The code below is my current version of Gaussian blur in opencv and tensorflow.
import tensorflow as tf # v2.2.0, requires tf 2 for example
import numpy as np # v1.21.6
import cv2 # v4.6.0
from timeit import timeit
def opencv_gauss_blur(im):
return cv2.GaussianBlur(im.copy(), (5, 5), 1.1)
@tf.function
def tf_gauss_blur_stacked(im, im_out, kernel2D):
for ii in range(im.shape[-1]):
im_slice = im[0, :, :, ii][tf.newaxis, :, :, tf.newaxis]
im_out[0, :, :, ii].assign(tf.nn.conv2d(im_slice, kernel2D, strides=[1, 1, 1, 1], padding="SAME")[0,:,:,0])
return im_out
@tf.function
def tf_gauss_blur(im, kernel3D):
return tf.nn.conv2d(im, kernel3D, strides=[1, 1, 1, 1], padding="SAME")
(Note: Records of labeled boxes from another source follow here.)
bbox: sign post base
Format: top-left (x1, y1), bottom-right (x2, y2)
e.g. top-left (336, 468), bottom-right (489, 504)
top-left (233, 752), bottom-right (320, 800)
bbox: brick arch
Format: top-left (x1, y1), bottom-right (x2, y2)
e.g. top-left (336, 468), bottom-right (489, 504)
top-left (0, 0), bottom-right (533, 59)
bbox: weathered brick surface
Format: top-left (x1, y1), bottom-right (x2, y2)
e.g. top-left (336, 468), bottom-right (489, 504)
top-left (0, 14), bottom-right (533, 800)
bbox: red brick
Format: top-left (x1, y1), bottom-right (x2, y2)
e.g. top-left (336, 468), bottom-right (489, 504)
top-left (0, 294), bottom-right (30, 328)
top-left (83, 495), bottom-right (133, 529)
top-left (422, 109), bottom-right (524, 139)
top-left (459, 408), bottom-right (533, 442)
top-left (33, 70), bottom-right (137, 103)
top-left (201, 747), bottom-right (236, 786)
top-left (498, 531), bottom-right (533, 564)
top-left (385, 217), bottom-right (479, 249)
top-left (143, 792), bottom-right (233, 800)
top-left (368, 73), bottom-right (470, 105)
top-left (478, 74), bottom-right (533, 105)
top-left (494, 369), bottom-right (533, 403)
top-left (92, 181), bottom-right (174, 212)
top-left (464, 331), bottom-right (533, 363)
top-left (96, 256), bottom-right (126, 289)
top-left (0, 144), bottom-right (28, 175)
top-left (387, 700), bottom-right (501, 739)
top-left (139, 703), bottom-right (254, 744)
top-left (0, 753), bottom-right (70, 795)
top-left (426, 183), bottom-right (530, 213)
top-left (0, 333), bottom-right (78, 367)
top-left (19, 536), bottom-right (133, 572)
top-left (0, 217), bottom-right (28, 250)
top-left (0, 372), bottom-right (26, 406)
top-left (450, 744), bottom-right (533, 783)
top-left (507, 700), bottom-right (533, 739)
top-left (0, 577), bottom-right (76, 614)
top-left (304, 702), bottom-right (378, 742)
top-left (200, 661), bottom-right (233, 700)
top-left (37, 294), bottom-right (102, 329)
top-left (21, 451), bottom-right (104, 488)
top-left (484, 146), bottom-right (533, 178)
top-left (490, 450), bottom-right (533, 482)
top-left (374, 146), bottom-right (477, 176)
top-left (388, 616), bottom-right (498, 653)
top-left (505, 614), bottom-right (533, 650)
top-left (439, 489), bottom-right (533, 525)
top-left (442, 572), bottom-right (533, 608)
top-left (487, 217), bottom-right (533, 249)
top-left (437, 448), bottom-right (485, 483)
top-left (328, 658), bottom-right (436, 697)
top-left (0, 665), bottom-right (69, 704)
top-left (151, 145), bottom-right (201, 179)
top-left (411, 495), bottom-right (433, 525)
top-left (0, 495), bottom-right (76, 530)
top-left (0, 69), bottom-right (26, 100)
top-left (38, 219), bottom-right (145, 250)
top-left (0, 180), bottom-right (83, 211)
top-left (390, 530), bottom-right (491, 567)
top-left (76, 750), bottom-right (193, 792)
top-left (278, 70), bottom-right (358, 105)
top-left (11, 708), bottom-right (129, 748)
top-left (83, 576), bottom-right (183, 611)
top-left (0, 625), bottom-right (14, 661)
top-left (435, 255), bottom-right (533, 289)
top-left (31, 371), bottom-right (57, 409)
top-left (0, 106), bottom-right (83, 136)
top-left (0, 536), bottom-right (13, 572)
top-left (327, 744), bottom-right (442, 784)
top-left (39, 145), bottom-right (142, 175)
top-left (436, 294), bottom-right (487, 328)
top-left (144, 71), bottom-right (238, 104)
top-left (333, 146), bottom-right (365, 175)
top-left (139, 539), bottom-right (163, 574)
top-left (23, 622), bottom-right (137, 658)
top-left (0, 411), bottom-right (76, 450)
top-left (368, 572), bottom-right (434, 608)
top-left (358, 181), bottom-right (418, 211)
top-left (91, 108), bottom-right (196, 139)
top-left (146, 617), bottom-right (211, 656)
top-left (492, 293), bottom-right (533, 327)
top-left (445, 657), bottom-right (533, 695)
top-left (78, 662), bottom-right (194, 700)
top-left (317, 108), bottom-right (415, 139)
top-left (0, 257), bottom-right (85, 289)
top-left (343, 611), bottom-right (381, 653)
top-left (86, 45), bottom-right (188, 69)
# input image A with dimensions (x, y, channel)
A = np.random.randint(0, 4095, (40, 50, 3)).astype(dtype=np.float32)
B = opencv_gauss_blur(A)
blur_kernel = cv2.getGaussianKernel(5, 1.1) * cv2.getGaussianKernel(5, 1.1).T
kernel2D = tf.constant(blur_kernel, dtype=tf.float32)[:, :, tf.newaxis, tf.newaxis] # shape dims: X, Y, num_input_channels, num_output_channels
kernel3D = np.zeros(shape=kernel2D.shape[:2] + (A.shape[-1], A.shape[-1]), dtype=np.float32)
for ii in range(A.shape[-1]):
kernel3D[:, :, ii, ii] = kernel2D[:, :, 0, 0]
kernel3D = tf.constant(kernel3D, dtype=tf.float32)
tfA = tf.constant(A, dtype=tf.float32)[tf.newaxis, ] # shape dims batch, X, Y, cha
im_out = tf.Variable(tfA)
B_tf_stack = tf_gauss_blur_stacked(tfA, im_out, kernel2D)
B_tf = tf_gauss_blur(tfA, kernel3D)
print(np.abs((B_tf[0, 2:-2, 2:-2, ] - B[2:-2, 2:-2,])).max())
print(np.abs((B_tf_stack[0, 2:-2, 2:-2, ] - B[2:-2, 2:-2,])).max())
The max difference between openCV and tensorflow is < 0.001 (on scale of 0-4095), which is sufficient agreement.
Timeit from the console:
%timeit B = opencv_gauss_blur(A)
%timeit B_tf = tf_gauss_blur_stacked(tfA, im_out, kernel2D)
%timeit B_tf = tf_gauss_blur(tfA, kernel3D)
Gives 11, 386 and 257 us per loop (mean ± std. dev. of 7 runs, 1000 loops each). OpenCV convolutes a 1D gaussian in X and then a 1D gaussian in Y direction, which should yield the same as the 2D/3D tensorflow functions, but has 2.5x/7.5x fewer computations.